Après avoir vu Papicha, il fallait bien sortir de la tombe et remonter la pente. Terminator : Dark Fate est fait pour ça. Même si dans les Terminator, l’avenir est très sombre, on sait que cela va bien se finir à un moment donné pour les héros. Pour les autres, celles et ceux qui font partie du décor, hé bien, ils font partie du décor. Donc, il faut bien qu’ils servent à quelque chose, à mourir par exemple, afin de rendre la menace crédible et pour que nos héros gagnent du relief et nous étonnent. Et puis, on ne va quand même pas plaindre tous ces gens qui se font éclipser dans le film : 

Ils sont payés pour ça car c’est du cinéma. 

Donc, en allant voir Terminator : Dark Fate, on ne va pas (trop) plaindre les victimes. De toute façon, les héros font très vite leur deuil de leurs proches. Le stress post-traumatique est vite éliminé chez eux. Là où beaucoup de personnes resteraient prostrées, se feraient sur elles et seraient incapables de s’alimenter ou d’avoir une conversation sérieuse ( sur le résultat du prochain match de Foot par exemple), là, on a affaire à des vrais soldats qui ne se plaignent jamais et encaissent très bien les coups durs. Même sans entraînement comme c’est le cas de Dani Ramos (l’actrice Natalia Reyes) qui, cette fois-ci, doit être protégée. 

Car dans Terminator : Dark Fate l’intrigue est devenue encore plus féministe qu’à l’origine. Trois héroïnes pour un héros. Ça donne bien-sûr de la nouveauté. Trois femmes et, pourrait-on dire, trois types de femmes : 

Sarah Connor (l’actrice Linda Hamilton) une vieille blonde très masculine.  Grace (l’actrice Mackenzie Davis) une (grande) femme blonde augmentée à la Ghost in the shell ou empruntée à Blade Runner (il y a bien des prêts de joueurs entre clubs de Football) mais en plus humaine et en plus friable. Et Dani Ramos, une Latinos qui va se découvrir l’héroïne d’une histoire dans un pays ou le Président américain actuel (Trump) qu’elle ne connaît pas et qui n’est jamais cité en veut à son peuple de l’autre côté de la frontière. 

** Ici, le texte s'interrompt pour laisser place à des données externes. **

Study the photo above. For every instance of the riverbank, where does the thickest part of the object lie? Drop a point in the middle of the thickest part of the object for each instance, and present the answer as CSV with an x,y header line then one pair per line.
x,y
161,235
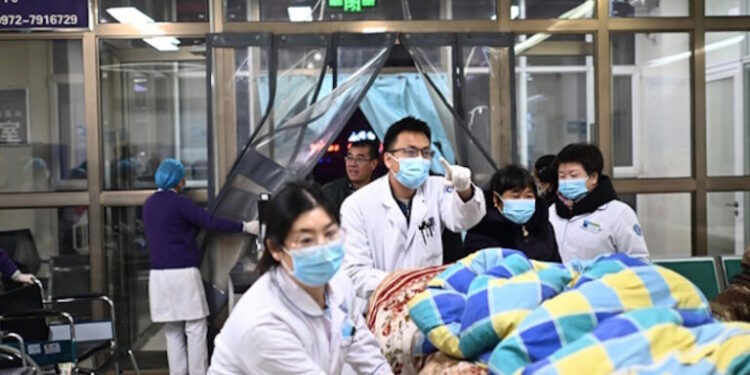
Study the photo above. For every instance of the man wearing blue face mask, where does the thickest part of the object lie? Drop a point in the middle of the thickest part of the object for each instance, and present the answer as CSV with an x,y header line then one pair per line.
x,y
396,221
587,217
519,219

Même le méchant (l’acteur Gabriel Luna) a un physique de Latinos. Schwarzie, lui, vieillit bien (72 ans) comme souvent. Et en voyant le film, je me suis dit que cela allait nous faire tout drôle lorsqu’il allait disparaître pour de bon. Parce qu’à force de l’avoir vu dans Terminator et revenir, surtout, plusieurs fois dans Terminator, je suis sûr que nous sommes des millions à désormais croire que cet homme est indestructible car il a toujours été là sur nos écrans. Avant Trump. Avant Daech. Avant Bachar El Assad. Avant Poutine. Avant les gilets jaunes. Avant Macron. Ça va nous faire tout drôle lorsqu’il sera parti pour de bon. Alors on profite bien de son humour dans Dark Fate car c’est lui qui en transporte le plus tout en nous parlant des Etats-Unis et de leurs rapports aux armes à feu. Terminator/Schwarzie a aussi une certaine vision- drôle- de la vie de couple. 

Mais ayons un mot tout particulièrement pour l’actrice Linda Hamilton qui rempile dans le film à près de 70 ans ou peut-être plus (63 ans dans les faits : pourvu qu’elle ne lise pas mon article). Oui, elle a vieilli. Mais quelle vieille ! On ne la trouvera pas à l’EHPAD, elle. Ou alors, c’est elle qui dirigera le personnel et lui fera faire des pompes (à insuline ou à héparine). 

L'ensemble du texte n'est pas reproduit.